My Thoughts On Race

I sometimes think of myself as a pseudo-Southerner because I grew up in the city of New Orleans. While it’s in the very Southern state of Louisiana, we are often set apart in our ideals. It’s been that way throughout history. However, there is one thing that we didn’t escape here as a part of the Confederacy during the Civil War: slavery. In fact, not only were there slaves here in the city where a lot of plantation owners owned additional homes, but this is and always has been a port city. One of the commodities brought here was slaves. This city is where planters would come to see the latest group, fresh off the boat. It is part of our history, despite its inherent wrongness. I cannot change that, nor do I sweep it under the rug.

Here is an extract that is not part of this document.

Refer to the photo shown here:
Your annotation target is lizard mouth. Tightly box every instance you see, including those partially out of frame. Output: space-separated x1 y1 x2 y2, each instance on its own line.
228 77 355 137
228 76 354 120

I acknowledge that to this day, in the still early days of the 21st century, racism still exists. Though I do my best to be embracing of all races, I know what racism looks like. I had a grandfather who was racist. Not to the extent of being a member of the KKK or anything, but racism is racism. There aren’t levels.  I’ve done my best to distance myself from that familial racism, though I know I’ve failed plenty of times. The thing is, in this current political climate, I feel like something is wrong with me because I am white. I don’t think I’m better than anyone else. I have a lot of black co-workers at my part time job whose company I enjoy (except when they get a bit raunchy), but I feel like the attitude is that that’s not enough. I feel like those who are members of Black Lives Matter would expect me to make some sort of sacrifice simply because I’m white. A little more than a year ago, a higher position became available at the theatre where I work. I wanted to apply for it, but they never advertised for it. Instead, they hired a co-worker of mine who happens to be black. I was bummed at first, not because they hired a black man, but because I am searching for a way out of my current full time job that I really don’t like. It was disheartening to me for another door to be closed. When I got over that feeling, I realized that he was the best person for the job because he was one of us. He’s one of the family and he knows how things work and we know how he works and we don’t have to learn how to get along with someone from the outside. He is also the third person to fill that position since I started and you know what? He’s the best we’ve had so far. He makes us work hard, but he also stands by us when there’s a problem. Plus I think it’s hilarious that he’s a closet ABBA fan. Lol

It makes me sick to see neo-nazis and other white supremacists doing things like they did August 11th and 12th. I personally don’t think that people’s minds will be changed if monuments to dead people are removed, but neither do I think that inciting violence around the removal of these statues is going to get us anywhere. Violence is never the answer, no matter what the question is. So how do we fix this? One thing I’d like to see at plantations across the South which are open to the public for tours is more black tour guides. If the white tour guides are flouncing around in giant hoop skirts, dress the black tour guides like slaves. Have the tours be all inclusive. Teach not only about life in the big house, but life out in the fields and in the small cabins where the lives of slaves played out. If you want people to know how bad it was, teach them!!

As for what to do to help erase the feelings of white supremacy that exists, start young and give kids of all races a sense of identity and purpose. This comes from an interview with a reformed white nationalist, Christian Picciolini, whose interview I recently heard.

I think ultimately people become extremists not necessarily because of the ideology. I think that the ideology is simply a vehicle to be violent. I believe that people become radicalized, or extremist, because they’re searching for three very fundamental human needs: identity, community and a sense of purpose.

If underneath that fundamental search is something that’s broken — I call them potholes — is there abuse or trauma or mental illness or addiction? In my case, many years ago, it was abandonment. I felt abandoned, and that led me to this community. But what happens is, because there are so many marginalized young people, so many disenfranchised young people today with not a lot to believe in, with not a lot of hope, they tend to search for very simple black-and-white answers.

People can be whatever race, ethnicity, religion, etc. of whatever place you come from, but a sense of community should happen with the people around us. Neighbors knowing neighbors. Looking out for one another. Everyone helping to protect the kids. Put technology aside and interact. Doesn’t matter if you’re black or white; Christian or Muslim; old or young; able-bodied or disabled; we need to be individuals together. Include, don’t exclude.

The only way we will overcome any of this is with engagement and interaction with one another as human beings.